Por eso, una vez que saltó del acantilado para estrellarse contra
las rocas del fondo no murió. Su mujer no veía más lejos de la
bolsa de patatas y la lata de cerveza caliente de la mesa. El pueblo
permanecía imperturbable, tranquilo, pausado, atenuado por el ruido
de las olas.
Justo
antes de caer, extrajo de su bolsillo lo que parecía ser un trozo de
queso que se había quedado allí algún día de la semana.
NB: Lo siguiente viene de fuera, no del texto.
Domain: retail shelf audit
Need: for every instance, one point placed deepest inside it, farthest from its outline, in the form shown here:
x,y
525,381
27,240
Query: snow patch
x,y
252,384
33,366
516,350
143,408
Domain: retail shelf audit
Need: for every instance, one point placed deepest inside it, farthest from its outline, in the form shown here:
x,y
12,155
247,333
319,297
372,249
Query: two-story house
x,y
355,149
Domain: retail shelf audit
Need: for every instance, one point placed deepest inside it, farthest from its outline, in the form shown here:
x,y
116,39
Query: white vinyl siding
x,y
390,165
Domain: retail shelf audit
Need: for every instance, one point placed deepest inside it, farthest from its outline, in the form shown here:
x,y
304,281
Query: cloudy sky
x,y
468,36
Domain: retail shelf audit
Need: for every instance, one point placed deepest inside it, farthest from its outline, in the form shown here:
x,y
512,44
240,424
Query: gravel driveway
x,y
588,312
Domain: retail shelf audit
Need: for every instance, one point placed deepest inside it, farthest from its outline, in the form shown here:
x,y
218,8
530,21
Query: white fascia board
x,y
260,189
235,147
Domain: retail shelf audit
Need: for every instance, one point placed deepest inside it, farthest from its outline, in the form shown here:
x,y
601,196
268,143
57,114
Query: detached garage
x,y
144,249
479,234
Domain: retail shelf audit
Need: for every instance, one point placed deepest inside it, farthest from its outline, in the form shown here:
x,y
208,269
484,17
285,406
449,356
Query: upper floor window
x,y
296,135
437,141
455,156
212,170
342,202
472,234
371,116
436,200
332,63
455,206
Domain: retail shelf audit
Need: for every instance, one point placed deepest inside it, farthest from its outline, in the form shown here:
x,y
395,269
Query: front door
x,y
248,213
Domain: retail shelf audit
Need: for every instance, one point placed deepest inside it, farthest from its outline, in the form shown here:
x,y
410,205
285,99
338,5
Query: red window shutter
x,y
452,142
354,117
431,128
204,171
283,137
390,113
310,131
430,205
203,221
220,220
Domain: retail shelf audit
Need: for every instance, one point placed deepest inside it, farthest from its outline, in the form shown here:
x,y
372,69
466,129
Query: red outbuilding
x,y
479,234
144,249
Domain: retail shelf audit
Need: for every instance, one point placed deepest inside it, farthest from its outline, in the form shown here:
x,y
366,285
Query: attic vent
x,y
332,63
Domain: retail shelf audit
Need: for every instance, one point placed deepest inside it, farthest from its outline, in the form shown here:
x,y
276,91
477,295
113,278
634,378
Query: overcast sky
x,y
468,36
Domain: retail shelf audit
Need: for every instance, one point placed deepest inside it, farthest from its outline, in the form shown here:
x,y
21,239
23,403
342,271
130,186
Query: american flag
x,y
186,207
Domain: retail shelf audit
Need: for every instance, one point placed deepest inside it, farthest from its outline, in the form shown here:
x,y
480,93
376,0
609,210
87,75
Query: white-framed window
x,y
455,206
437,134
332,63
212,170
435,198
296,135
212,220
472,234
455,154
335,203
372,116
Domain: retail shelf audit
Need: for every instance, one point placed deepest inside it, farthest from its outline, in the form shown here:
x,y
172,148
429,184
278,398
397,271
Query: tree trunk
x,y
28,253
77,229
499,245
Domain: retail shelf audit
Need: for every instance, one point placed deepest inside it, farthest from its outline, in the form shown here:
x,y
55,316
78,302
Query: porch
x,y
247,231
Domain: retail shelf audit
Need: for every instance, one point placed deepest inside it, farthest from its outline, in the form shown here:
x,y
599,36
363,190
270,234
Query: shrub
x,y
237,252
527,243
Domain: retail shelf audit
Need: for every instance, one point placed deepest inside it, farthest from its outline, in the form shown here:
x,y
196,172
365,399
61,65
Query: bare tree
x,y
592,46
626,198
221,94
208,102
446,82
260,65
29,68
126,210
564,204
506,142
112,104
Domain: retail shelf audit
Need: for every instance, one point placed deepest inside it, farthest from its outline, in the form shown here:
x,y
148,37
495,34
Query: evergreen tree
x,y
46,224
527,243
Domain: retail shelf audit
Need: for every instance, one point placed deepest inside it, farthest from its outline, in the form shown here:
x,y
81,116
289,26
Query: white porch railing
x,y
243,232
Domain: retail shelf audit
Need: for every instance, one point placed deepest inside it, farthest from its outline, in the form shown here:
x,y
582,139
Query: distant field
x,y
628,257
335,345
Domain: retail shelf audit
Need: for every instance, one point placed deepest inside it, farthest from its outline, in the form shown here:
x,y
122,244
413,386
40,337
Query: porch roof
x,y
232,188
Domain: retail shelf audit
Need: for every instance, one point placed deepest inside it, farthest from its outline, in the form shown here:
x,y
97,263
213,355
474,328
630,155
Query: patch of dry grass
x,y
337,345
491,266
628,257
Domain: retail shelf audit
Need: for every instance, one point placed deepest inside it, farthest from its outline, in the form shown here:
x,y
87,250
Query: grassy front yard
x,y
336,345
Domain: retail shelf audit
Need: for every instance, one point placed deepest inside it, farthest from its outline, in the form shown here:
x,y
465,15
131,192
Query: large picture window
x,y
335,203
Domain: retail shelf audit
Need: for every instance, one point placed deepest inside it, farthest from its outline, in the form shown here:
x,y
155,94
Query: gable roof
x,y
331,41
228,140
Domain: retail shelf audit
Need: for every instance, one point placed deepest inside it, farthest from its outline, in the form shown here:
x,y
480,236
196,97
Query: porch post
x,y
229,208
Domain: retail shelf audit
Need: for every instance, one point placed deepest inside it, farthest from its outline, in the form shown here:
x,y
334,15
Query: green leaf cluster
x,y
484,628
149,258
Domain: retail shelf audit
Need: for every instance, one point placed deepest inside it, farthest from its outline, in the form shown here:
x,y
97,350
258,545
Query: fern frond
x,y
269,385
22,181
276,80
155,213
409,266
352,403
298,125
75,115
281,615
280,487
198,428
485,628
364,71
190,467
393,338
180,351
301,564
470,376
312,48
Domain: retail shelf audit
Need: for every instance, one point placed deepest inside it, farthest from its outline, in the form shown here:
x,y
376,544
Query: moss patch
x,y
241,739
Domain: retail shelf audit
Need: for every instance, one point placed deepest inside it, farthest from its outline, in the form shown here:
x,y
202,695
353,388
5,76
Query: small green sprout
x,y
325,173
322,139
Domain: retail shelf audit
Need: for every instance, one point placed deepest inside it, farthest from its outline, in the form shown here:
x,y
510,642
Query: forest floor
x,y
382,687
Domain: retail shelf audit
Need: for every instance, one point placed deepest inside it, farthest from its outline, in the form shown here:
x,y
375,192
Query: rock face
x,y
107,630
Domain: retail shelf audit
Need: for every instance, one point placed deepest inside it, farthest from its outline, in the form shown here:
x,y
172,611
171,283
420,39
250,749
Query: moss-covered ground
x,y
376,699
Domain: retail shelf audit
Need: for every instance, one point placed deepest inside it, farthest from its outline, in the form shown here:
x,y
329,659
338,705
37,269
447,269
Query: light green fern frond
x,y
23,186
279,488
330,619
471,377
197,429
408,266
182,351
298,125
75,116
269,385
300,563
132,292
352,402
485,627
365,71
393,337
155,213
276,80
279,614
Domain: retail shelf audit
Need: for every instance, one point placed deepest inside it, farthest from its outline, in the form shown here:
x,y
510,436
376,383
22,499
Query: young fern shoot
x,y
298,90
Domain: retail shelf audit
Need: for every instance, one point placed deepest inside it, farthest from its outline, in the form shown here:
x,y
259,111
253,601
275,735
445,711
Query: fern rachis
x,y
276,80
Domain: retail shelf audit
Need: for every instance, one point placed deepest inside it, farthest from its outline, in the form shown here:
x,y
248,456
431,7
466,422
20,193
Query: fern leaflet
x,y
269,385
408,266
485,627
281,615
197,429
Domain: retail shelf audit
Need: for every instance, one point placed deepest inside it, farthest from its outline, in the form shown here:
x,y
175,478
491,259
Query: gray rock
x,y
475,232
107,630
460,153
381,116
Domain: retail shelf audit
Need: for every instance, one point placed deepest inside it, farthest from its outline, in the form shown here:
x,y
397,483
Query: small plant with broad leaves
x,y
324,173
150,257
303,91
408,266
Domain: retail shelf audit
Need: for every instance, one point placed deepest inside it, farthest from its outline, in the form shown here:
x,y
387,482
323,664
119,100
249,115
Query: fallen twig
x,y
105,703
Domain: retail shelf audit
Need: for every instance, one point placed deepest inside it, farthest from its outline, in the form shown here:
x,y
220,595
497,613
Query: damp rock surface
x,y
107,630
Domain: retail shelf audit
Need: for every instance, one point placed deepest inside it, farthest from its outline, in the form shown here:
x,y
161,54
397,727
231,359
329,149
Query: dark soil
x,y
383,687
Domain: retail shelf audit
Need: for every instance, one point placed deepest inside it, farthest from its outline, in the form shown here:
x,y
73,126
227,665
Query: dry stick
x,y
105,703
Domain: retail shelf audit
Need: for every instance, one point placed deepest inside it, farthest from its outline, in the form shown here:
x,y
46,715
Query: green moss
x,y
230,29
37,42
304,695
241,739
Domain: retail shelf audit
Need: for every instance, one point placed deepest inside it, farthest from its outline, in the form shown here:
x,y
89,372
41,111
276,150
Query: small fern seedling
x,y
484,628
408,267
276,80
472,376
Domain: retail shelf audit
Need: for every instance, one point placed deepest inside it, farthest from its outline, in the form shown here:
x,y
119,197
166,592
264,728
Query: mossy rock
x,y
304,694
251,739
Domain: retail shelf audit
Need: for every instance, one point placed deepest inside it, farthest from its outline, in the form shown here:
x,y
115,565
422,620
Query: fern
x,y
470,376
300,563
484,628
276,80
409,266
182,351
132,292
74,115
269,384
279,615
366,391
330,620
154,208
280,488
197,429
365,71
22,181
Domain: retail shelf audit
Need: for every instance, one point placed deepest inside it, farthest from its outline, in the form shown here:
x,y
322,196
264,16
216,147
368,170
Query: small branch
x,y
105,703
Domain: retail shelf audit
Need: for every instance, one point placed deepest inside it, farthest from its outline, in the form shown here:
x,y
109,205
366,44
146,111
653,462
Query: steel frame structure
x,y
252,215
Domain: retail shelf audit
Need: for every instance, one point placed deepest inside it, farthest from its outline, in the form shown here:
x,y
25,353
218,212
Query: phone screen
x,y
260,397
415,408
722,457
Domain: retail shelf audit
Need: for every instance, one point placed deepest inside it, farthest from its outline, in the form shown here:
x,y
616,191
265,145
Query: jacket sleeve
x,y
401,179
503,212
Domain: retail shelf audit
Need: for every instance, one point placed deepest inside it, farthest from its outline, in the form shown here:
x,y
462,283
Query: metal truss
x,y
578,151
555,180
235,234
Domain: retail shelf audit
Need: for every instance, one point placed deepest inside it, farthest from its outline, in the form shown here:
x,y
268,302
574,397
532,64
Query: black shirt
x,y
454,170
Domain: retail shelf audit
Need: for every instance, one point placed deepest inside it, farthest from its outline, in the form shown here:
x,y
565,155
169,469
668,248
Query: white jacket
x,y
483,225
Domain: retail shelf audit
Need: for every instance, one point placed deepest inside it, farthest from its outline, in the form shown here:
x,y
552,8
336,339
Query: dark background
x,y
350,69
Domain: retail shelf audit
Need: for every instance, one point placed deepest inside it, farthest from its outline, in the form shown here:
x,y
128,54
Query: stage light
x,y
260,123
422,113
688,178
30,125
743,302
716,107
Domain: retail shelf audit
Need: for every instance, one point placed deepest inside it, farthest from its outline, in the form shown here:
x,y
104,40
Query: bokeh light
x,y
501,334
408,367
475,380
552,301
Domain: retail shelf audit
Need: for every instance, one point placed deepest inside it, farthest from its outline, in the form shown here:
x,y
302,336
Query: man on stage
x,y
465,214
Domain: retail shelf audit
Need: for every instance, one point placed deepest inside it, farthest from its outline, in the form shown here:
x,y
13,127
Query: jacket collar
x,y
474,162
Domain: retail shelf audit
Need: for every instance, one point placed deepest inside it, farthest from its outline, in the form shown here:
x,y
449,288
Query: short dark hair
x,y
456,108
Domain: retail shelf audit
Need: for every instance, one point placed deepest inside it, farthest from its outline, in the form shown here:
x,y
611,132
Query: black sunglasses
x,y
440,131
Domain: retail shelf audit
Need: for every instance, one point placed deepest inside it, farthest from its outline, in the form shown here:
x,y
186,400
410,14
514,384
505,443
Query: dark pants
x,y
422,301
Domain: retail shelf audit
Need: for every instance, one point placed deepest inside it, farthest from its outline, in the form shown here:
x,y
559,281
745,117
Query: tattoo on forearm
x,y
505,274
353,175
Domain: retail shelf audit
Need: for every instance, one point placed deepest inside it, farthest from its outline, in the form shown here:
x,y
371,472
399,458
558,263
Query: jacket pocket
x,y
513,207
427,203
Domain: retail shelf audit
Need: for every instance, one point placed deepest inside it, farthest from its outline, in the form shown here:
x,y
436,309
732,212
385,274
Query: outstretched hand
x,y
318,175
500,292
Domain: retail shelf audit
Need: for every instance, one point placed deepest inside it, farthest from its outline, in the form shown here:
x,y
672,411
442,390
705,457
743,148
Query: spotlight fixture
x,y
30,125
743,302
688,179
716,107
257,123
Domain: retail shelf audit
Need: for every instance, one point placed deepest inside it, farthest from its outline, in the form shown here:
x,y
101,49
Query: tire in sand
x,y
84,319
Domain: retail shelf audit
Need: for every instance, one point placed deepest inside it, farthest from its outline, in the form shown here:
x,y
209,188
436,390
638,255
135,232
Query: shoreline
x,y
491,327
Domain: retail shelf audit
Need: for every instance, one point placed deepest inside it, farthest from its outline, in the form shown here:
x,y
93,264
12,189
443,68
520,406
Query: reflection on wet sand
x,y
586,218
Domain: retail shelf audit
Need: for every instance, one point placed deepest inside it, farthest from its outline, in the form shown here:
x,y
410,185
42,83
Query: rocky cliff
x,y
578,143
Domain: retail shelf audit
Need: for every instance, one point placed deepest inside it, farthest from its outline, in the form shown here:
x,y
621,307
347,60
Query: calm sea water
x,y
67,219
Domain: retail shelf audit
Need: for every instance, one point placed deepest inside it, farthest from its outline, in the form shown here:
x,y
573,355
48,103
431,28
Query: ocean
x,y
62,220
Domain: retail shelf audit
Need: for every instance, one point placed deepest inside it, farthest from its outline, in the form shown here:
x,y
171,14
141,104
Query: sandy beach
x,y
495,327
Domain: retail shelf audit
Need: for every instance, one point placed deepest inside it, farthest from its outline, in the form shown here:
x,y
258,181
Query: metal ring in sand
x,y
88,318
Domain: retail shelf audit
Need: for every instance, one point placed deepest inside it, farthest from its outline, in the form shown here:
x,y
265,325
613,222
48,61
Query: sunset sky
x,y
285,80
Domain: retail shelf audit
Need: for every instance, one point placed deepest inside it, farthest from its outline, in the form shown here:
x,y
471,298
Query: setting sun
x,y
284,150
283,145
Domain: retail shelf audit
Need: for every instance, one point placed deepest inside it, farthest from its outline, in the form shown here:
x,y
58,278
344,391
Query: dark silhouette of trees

Lo
mordisqueó sin interés mientras se precipitaba hacia el abismo
mientras pensaba que se había dejado la bicicleta sin cadenas y que
cualquiera que pasaba la podría robar. ¡Menuda mala suerte! Tampoco
es que fuera de muy buena calidad. De hecho, estaba algo oxidada por
los años y la sal y la rueda de atrás estaba muy machacada. Sonrió,
recordando cómo había entrado en el quiosco de la plaza Barcelona y
cogió la revista del corazón con la que regalaban una gorra y salió
sin pagar. Claro que, pensaba mientras fruncía el ceño, no se había
leído la revista todavía y la gorra tampoco la había estrenado.
Tras perdonarse por ese desliz se repite que ya habrá tiempo para
todo eso, abriéndose la cabeza en dos con una de las grandes rocas
que sobresalían por encima del agua.